Les ministres des Finances de la zone euro ont examiné la recommandation de la Commission européenne concernant l’adhésion de l’Estonie à la zone euro au 1er janvier 2011. Ils ont reconnu les progrès significatifs réalisés par l’Estonie. Jean-Claude Juncker a ainsi annoncé que l’Estonie serait le 17e membre de la zone euro. La décision formelle devrait être prise à l’occasion de l’Ecofin du 8 juin 2010 puis elle devra être validée à l’occasion du Conseil européen.

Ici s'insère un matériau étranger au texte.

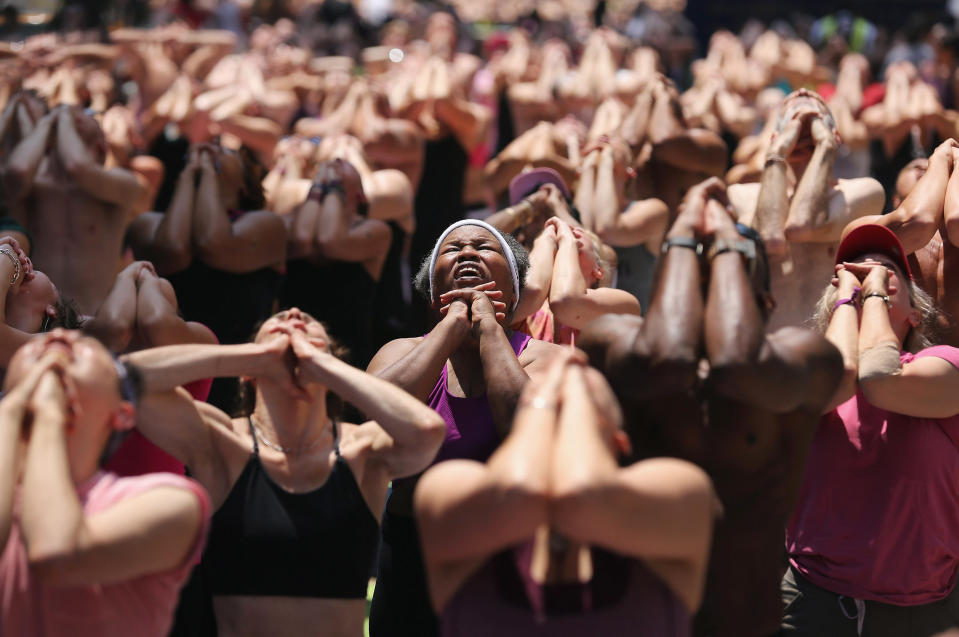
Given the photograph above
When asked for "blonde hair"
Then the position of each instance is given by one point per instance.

Herman Van Rompuy, président du Conseil européen, avait saisi l’occasion de la présence des ministres des Finances de l’UE à Luxembourg pour y convoquer, à la suite de la réunion de l’Eurogroupe, la deuxième réunion du groupe de travail qu’il préside et qui est chargé de dégager des pistes en faveur du renforcement de la gouvernance économique dans l’Union européenne. Luc Frieden et Jean-Claude Juncker y participaient. La première réunion de ce groupe de travail avait eu lieu le 21 mai 2010 et avait permis de fixer les objectifs de cette task force.
Les membres du groupe de travail se sont concentrés sur deux des objectifs déterminés le 21 mai à savoir, d’une part le renforcement du pacte de stabilité et d’autre part la réduction des écarts de compétitivité.
"Nous allons améliorer le Pacte de stabilité européen en créant davantage de sanctions intervenant plus tôt", a ainsi annoncé Herman Van Rompuy à l’issue de la réunion.
Parmi les mesures évoquées pour durcir la discipline budgétaire, Herman Van Rompuy a dans un premier temps cité ce qu’il appelle le "semestre européen". C’est à au printemps effet que les orientations budgétaires nationales seront présentées à la Commission et autres Etats membres de l’UE, un principe accepté par les ministres.
Cet examen porterait sur "les grandes hypothèses de travail" des projets de budgets, comme par exemple les taux de croissance et d’inflation ou encore les revenus totaux, les dépenses totales et les objectifs de déficit. "Un gouvernement qui présenterait un budget avec un déficit élevé devrait se justifier devant ses pairs et comme cela se passerait au printemps il y aurait encore suffisamment de temps pour faire des ajustements avant le budget final", a expliqué Herman Van Rompuy en soulignant bien qu’il ne s’agirait en aucun cas d’un examen détaillé par les institutions européennes, ce qui reste une prérogative des parlements nationaux. Le président du Conseil de l’UE a aussi insisté sur le fait que cet examen permettrait au parlement national de juger des orientations budgétaires du gouvernement en connaissant sa crédibilité.
L'accord trouvé par les ministres envisage en second lieu la possibilité de sanctions même lorsque la limite actuelle de 3 % du PIB fixée par le Pacte pour les déficits publics n'est pas encore dépassée, si un pays ne tient pas compte de mises en garde ou laisse sa dette s'envoler.
Ces sanctions, qui restent à définir mais qui devraient être plus progressives, pourraient être décidées si un pays n'a pas tenu compte de mises en garde de ses partenaires sur la dérive de ses comptes publics, ou si le niveau global de sa dette gonfle trop vite. Les ministres ont ainsi demandé à la Commission européenne de faire des propositions pour définir de nouvelles sanctions.
Par ailleurs, l’accent devrait être mis sur la surveillance de la dette globale, qui ne devrait pas dépasser 60 % du PIB, et non plus seulement sur le contrôle des déficits annuels. L’idée maîtresse est de pouvoir déclencher des procédures pour déficit excessif plus tôt pour les pays dont la dette ne recule pas assez rapidement.
Enfin, les ministres ont aussi soutenu la nécessité de garantir l’indépendance des offices nationaux de statistiques pour qu’ils puissant livrer des données indépendamment de toute influence politique.
En matière de surveillance des écarts de compétitivité, les ministres ont demandé à la Commission de développer des indicateurs de compétitivité qui devraient permettre de mettre en place un mécanisme d’alerte.